By my third year, I wanted to make something more ambitious and expressive. Something that went beyond a series of experiments for their own sake, something with a core narrative that I could illustrate. At the time I was actually studying illustration, even though I spent all my time drawing on location or typesetting, printing and dissing in the Caseroom.
The images are from Barrie Tullett’s project to illustrate each of the 100 Cantos of Dante’s Divine Comedy using a different ‘obsolete’ technology. The 34 Cantos of The Inferno are realised using letterpress; the 33 Cantos of Purgatory are made on a typewriter; and the 33 Cantos of Paradise will be in Letraset.
Top: Inferno, Canto I: The Dark Wood, letterpress, 1989.
‘Midway this way of life we’re bound upon / I woke to find myself in a dark wood / Where the right road was wholly lost and gone.’
Right above: Inferno, Canto XVII: The Violent Against Art. letterpress, 2012. ‘And when we stood by Geryon’s side, I noticed / a little further on, some people crouched / in the sand quite close to the edge of emptiness.’
Right below: Inferno, Canto XXII: The Barrators, letterpress, 1991. ‘Nothing; only great bubbles black as ink / Would rise and burst there; or the seething tide / Heave up all over, and settle again and sink.’
I had long been interested in Dante’s Inferno, from about the age of thirteen, although my early readings were informed by pop culture (Advanced Dungeons & Dragons, Marvel comics and the science fiction of Larry Niven and Jerry Pournelle), but, by that time I had finally read the Dorothy L. Sayers translations and had collected several versions of the text while studying at Chelsea.
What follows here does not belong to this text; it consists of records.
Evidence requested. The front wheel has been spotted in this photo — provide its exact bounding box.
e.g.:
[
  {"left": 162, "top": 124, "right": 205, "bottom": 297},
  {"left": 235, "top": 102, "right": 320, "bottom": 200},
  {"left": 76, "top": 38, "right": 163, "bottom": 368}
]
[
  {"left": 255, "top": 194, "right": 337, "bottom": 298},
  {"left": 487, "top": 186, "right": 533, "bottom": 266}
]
Barry Moser’s wonderful illustrations for Allen Mandelbaum, and Tom Phillips’s own illustrated translation (which included letterpress typography by Ian Mortimer) spring to mind.
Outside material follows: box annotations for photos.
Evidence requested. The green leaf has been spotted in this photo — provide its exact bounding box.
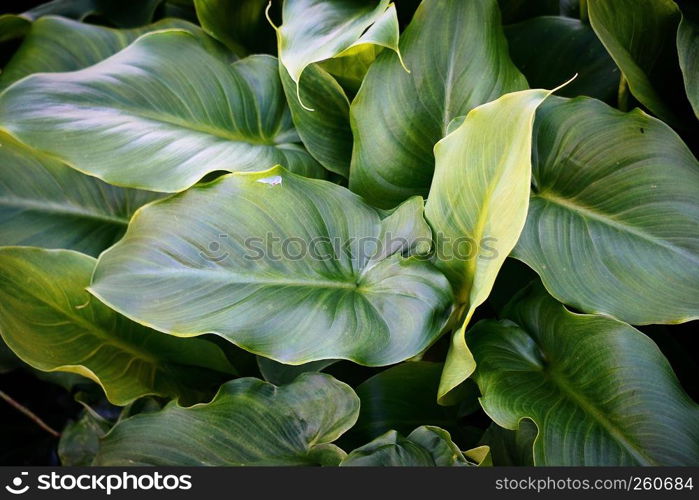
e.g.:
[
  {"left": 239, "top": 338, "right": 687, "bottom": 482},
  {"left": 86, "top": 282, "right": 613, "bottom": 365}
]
[
  {"left": 0, "top": 0, "right": 162, "bottom": 30},
  {"left": 516, "top": 98, "right": 699, "bottom": 324},
  {"left": 340, "top": 425, "right": 473, "bottom": 467},
  {"left": 277, "top": 0, "right": 400, "bottom": 102},
  {"left": 0, "top": 16, "right": 235, "bottom": 89},
  {"left": 90, "top": 167, "right": 451, "bottom": 366},
  {"left": 505, "top": 16, "right": 620, "bottom": 104},
  {"left": 0, "top": 14, "right": 32, "bottom": 43},
  {"left": 498, "top": 0, "right": 563, "bottom": 24},
  {"left": 350, "top": 0, "right": 527, "bottom": 207},
  {"left": 481, "top": 424, "right": 539, "bottom": 467},
  {"left": 322, "top": 44, "right": 384, "bottom": 94},
  {"left": 348, "top": 361, "right": 477, "bottom": 443},
  {"left": 469, "top": 286, "right": 699, "bottom": 466},
  {"left": 677, "top": 4, "right": 699, "bottom": 118},
  {"left": 0, "top": 131, "right": 159, "bottom": 256},
  {"left": 95, "top": 373, "right": 359, "bottom": 466},
  {"left": 194, "top": 0, "right": 276, "bottom": 56},
  {"left": 425, "top": 90, "right": 550, "bottom": 402},
  {"left": 58, "top": 409, "right": 111, "bottom": 467},
  {"left": 587, "top": 0, "right": 690, "bottom": 126},
  {"left": 0, "top": 247, "right": 237, "bottom": 405},
  {"left": 257, "top": 356, "right": 336, "bottom": 385},
  {"left": 0, "top": 30, "right": 324, "bottom": 192},
  {"left": 279, "top": 63, "right": 353, "bottom": 177}
]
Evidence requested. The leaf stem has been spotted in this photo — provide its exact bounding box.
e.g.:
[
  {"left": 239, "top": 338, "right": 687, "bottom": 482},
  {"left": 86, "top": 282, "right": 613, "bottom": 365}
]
[
  {"left": 617, "top": 73, "right": 629, "bottom": 112},
  {"left": 580, "top": 0, "right": 590, "bottom": 23},
  {"left": 0, "top": 391, "right": 61, "bottom": 438}
]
By the winter of 1989, I must have read something about the forthcoming TV Dante by Tom Phillips and Peter Greenaway – due to be broadcast in the summer of the following year – as I had been looking at Phillips’s Inferno illustrations again, and was struck by the way his work explored completely new ways of interpreting the texts. These were as eye-opening and innovative to me as Rauschenberg’s drawings had been when I saw them for the first time.
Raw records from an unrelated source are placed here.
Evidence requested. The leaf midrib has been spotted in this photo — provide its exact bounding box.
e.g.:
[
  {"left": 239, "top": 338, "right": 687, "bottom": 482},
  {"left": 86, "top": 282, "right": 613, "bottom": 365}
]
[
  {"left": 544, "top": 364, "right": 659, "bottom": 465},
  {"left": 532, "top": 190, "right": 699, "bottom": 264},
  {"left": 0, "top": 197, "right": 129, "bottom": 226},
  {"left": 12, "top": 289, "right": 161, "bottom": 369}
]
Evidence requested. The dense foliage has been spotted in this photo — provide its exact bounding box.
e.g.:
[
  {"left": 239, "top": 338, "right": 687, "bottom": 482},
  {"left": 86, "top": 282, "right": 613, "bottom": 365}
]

Purgatory, Canto XIX: The Covetous, typewriter, 2010.
‘Emerging on the open ledge, I found, / On the Fifth Cornice, people stretched out here / Weeping, their faces turned towards the ground.’
Purgatory, Canto XXVII: The Lustful, typewriter, 2010.
‘I leaned across my clasped hands, staring hard / Into the fire, picturing vividly / Sights I had seen, of bodies burned and charred.’
That must have been when my decision was made – I have an old notebook full of project ideas and drawings of people on the tube, and there, on one of the pages, among a series of Final Major Project ideas, is a wee sketch of a piece of paper being lifted from a block of wood type, and the five words ‘Dante’s Inferno. There’s your book!’
Working with that book, and the two others in the Divine Comedy, has taken me 28 years now, and as I’ve only just finished the illustrations for Inferno, and am still climbing the mountain of Purgatory, I am guessing it will last me a few years yet. (I would like to point out that I have been busy doing other things in the meantime).
The work has just had its most high profile exposure in the National Print Museum in Dublin. This is a beautiful venue, and an exceptional exhibition space for the prints. I cannot thank Brenda Dermody (of the Dublin School of Creative Arts) enough for conceiving of the show and championing the work with the Museum, or Carla Marrinan for all her help and support in making the exhibition happen.
Installation views from the National Print Museum, Dublin, 2017.
Allen Mandelbaum’s Dante aka ‘The California Dante’, with illustrations by Barry Moser, 1980-84.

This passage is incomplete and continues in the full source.